Colin Gannon
The Irish and British governments need to provide “clarification” on the rights of Irish citizens in the UK to ensure they do not become second-class citizens, an Oireachtas committee on human rights has heard.
The lack of meaningful legal footing with the Common Travel Area endangers the rights of the Irish living in Britain, according to human rights experts.
The committee heard that the Common Travel Area, the century-old agreement which ensures reciprocal social and movement rights for Irish citizens living in the UK and vice versa, is also as “legally flimsy” as the Good Friday Agreement.

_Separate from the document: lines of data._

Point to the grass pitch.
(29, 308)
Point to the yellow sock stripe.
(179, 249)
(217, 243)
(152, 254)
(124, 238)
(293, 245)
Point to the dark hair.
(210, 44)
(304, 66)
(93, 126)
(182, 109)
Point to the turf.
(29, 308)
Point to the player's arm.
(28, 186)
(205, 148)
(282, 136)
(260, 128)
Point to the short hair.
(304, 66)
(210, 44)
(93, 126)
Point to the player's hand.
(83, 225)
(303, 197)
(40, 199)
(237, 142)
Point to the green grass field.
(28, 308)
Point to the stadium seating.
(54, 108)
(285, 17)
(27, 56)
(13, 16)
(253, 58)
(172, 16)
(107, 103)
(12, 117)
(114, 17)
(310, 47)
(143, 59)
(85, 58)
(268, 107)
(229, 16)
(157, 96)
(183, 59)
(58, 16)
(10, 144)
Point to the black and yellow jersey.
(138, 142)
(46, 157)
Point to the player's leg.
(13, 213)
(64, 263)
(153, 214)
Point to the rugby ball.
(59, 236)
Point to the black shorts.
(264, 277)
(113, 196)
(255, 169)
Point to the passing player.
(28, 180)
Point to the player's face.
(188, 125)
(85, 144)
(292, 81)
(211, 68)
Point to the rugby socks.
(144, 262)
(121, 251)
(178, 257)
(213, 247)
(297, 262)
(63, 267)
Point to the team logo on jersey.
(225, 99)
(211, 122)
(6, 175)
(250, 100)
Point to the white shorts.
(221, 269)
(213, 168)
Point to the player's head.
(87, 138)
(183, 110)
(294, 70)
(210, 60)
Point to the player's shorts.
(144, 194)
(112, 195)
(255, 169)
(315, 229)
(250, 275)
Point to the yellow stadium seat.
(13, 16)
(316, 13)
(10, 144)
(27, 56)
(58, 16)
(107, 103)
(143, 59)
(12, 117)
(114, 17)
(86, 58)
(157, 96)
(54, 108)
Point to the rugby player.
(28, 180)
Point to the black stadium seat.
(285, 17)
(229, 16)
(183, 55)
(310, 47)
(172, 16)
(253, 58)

Concerns were raised about the effect of Brexit on human rights and equality by a joint committee of North-South bodies set up under the 1998 Good Friday Agreement and Northern Ireland-based human rights experts when they appeared before the Oireachtas Joint Committee on Justice and Equality last week.
People in Northern Ireland who assert Irish citizenship could become “second-class citizens” post-Brexit, it was claimed.
The committee was told that legislation was required in both the UK and Ireland to recognise “the particular status” of Irish citizens in Northern Ireland.
The weaknesses and vulnerabilities have been highlighted by the Home Office’s continued refusal to recognise the right of Emma de Souza, from Northern Ireland, to be an Irish citizen despite explicit commitments in the 1998 Good Friday Agreement that all people in Northern Ireland may identify as Irish, British, or both.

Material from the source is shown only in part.